How to include RMarkdown file in r package? [dupli

2019-03-09 11:47发布

问题:

This question already has an answer here:

  • Include data examples in developing R packages 3 answers

I'm in the process of creating a package in R and I also want to include an R Markdown file. This RMarkdown template contains functions from my package, and is rendered to an html document via knitr.

The goal is to regularly run a function (via a cronjob) that renders the RMarkdown file in order to produce weekly reports.
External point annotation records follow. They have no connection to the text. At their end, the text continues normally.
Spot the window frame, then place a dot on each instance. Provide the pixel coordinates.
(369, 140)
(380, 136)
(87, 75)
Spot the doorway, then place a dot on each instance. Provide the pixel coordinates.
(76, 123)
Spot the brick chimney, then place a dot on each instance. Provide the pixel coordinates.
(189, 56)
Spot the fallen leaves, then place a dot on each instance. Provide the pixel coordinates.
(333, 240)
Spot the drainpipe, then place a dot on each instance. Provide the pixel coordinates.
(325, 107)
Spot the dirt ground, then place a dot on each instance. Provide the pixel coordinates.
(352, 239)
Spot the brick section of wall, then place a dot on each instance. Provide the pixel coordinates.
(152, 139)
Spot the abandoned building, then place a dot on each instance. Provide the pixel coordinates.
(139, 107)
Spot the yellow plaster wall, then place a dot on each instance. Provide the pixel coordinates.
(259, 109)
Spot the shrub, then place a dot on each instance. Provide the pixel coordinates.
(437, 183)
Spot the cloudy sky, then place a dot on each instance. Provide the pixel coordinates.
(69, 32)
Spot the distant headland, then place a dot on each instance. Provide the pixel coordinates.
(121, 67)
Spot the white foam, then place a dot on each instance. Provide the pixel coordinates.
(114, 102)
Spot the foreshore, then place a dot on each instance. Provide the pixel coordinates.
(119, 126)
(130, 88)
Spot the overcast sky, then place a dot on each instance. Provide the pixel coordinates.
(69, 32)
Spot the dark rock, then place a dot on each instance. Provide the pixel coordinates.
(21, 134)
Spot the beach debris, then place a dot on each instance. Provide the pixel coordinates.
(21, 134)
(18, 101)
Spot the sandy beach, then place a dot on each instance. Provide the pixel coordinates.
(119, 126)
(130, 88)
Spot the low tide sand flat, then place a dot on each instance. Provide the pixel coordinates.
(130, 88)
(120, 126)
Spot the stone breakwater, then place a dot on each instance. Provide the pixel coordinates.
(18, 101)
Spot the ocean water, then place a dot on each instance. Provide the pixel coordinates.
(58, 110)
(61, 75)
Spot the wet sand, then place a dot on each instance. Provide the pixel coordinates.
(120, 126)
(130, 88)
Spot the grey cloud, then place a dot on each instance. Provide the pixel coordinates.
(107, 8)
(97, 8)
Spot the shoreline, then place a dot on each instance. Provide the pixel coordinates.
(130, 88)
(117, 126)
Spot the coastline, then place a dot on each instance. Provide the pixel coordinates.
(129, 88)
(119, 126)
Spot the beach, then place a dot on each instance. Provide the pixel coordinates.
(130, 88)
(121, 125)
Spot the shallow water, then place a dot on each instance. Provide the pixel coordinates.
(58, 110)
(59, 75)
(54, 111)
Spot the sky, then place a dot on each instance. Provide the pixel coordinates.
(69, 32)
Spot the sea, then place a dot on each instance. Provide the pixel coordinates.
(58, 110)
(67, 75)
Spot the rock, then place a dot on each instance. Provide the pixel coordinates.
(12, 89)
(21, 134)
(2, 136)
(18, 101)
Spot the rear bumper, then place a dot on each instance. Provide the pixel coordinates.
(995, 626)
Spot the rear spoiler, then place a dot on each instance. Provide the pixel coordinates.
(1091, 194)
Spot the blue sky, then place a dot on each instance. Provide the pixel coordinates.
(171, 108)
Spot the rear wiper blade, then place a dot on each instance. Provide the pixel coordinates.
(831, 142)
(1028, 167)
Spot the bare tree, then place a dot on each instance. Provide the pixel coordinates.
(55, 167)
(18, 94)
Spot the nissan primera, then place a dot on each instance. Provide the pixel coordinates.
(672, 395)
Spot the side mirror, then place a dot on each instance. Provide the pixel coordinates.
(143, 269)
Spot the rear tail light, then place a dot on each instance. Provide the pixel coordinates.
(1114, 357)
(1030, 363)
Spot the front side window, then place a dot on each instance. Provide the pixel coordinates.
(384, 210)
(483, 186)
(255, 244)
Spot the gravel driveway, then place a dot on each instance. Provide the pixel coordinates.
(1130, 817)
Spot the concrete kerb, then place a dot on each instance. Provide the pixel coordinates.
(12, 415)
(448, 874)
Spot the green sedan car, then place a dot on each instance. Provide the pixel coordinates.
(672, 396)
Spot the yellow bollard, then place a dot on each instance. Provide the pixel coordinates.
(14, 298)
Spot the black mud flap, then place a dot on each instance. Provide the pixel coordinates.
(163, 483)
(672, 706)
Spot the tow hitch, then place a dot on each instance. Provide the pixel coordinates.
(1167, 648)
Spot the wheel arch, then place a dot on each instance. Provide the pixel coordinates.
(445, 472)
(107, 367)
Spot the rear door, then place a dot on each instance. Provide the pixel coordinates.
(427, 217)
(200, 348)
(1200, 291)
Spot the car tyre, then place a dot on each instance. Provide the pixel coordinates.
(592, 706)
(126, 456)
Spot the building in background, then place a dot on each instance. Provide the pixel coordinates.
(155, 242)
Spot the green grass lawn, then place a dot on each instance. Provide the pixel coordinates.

How is it possible to add such files to an R package (like a .Rmd) and reference the .Rmd when making a function call to render said template?

回答1:

When you are creating an R package, you will have a directory tree containing the following (among others) in the root directory of the package: DESCRIPTION, NAMESPACE, and the R/ directory. If you also have an inst/ directory, then everything within that directory is copied verbatim to within your package directory, excluding the inst/.

For instance, if your package directory looks like this:

+- DESCRIPTION
+- NAMESPACE
+- inst/
|  \- rmd/
|     \- file.Rmd
\- R/
   +- file1.R
   +- file2.R
   \- file3.R

Then when you build the package and install it, you'll find in the following in your package library:

+- DESCRIPTION
+- INDEX
+- NAMESPACE
+- rmd/
|  \- file.Rmd
\- R/
   +- packagename
   +- packagename.rdb
   \- packagename.rdx

(Other files/directories are created during the process, I'm ignoring them for simplicity.)

The last piece of information you need to know is "how do I access this file once it is installed?" Since some systems install the R library in different directories, and on top of that users often install packages within a personal R library, you cannot know a priori where to look Enter system.file:

system.file("rmd", "file.Rmd", package = "packagename")
## [1] "c:/R/R-3.1.3/library/packagename/rmd/file.Rmd"

This can be used for the whole Rmd file. I use it for company-specific templates for Rmd-rendered documents. That is, I look for "include" files to personalize the LaTeX so that the rendered PDF has headers/footers and is styled the way we want. This step requires writing a function that replaces the pdf_document (for example) in the Rmd YAML header, but that's covered well at rmarkdown.rstudio.com.